Ostman received his bachelor’s degree in mechanical engineering in 2017 from the College of Engineering.
Navin received a bachelor’s degree in mechanical engineering in 2017 from the College of Engineering.
There were more than 300 mass shootings in America in 2017, according to nonprofit data-gathering organization Gun Violence Archive. And in 2016, and 2015 as well. While there is seemingly no public space that is safe from a shooting, some Drexel students have devised a way to make them less deadly.
James Ostman ’17 and Daniel Navin ’17, both Army veterans, designed a system of protective steel barriers that can be used to shield innocent bystanders and limit an attacker’s ability to inflict damage. They call it the Ballistic Curtain Cordon System, and it has the potential to save lives.
“Taking something like an open space, it’s easy for someone who wants to inflict harm to take advantage of that situation,” Ostman says. “But when you start creating barriers, physical and visual, that’s where you can really interrupt that intent.”
The curtains are tucked away in a building’s ceiling, and can be unfurled in three to four seconds. They can be activated manually or triggered automatically.
Ostman and Navin, both of whom graduated from the College of Engineering in 2017 with mechanical engineering degrees, came up with the design by thinking back to their time on military bases in Iraq and Afghanistan, where large concrete walls functioned to halt the trajectory of any mortar or shrapnel that might come in. They teamed with classmates Peter Lewis (mechanical engineering ’17), and Fen Tamulonis (electrical engineering ’17)to create a prototype for a system of thin steel barriers that can be retrofitted into any ceiling and unfurled on command, creating a bulletproof set of obstacles.
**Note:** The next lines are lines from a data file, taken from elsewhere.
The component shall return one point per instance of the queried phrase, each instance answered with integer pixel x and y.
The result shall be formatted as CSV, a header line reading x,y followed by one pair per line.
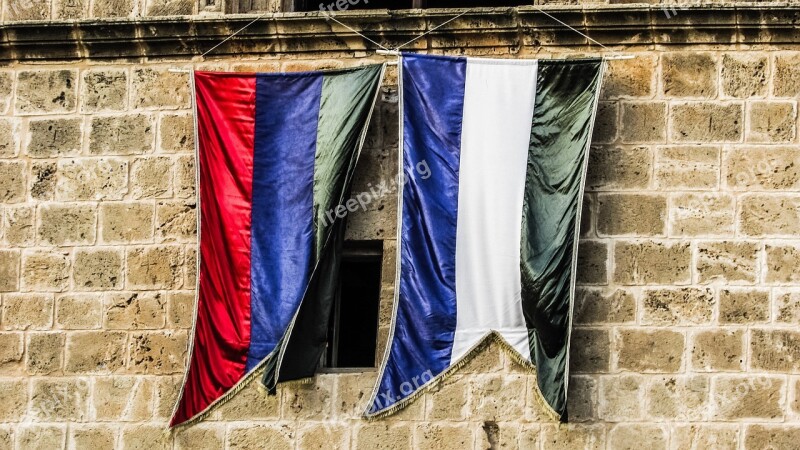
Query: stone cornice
x,y
616,26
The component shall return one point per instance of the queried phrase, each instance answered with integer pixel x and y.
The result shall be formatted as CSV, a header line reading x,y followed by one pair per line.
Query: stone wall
x,y
686,320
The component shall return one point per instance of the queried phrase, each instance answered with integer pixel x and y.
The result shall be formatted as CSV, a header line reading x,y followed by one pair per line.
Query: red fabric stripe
x,y
226,127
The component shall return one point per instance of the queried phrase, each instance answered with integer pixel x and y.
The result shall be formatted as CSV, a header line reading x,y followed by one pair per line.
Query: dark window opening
x,y
353,325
Navin knew from his time as an Army sniper that AR500 steel can take hundreds of shots without showing any effects, so the engineers used it as the system’s base material. Small plates of steel are placed between sheets of nylon and held in place with Velcro bonded to the steel with silicone-based adhesives. The curtains would be tucked away in a building’s ceiling, ready to drop whenever needed.
The design takes three to four seconds to unfurl, leaving a staggered series of six-foot-tall curtains in place to protect anyone from just above their feet to the top of their head. The cordon can be used repeatedly and even has an administrative override so police can electronically pull the curtains back into the ceiling when they need to clear a scene.
The team sees it as something that could be used in any school, office, night club or municipal building — a measure of insurance against the horror of a mass shooting.
“If we can put ourselves in position to positively impact one of these situations, that would be enough for me,” says Ostman. “We would love to play a hand, because of this design, in actually mitigating one of these situations.”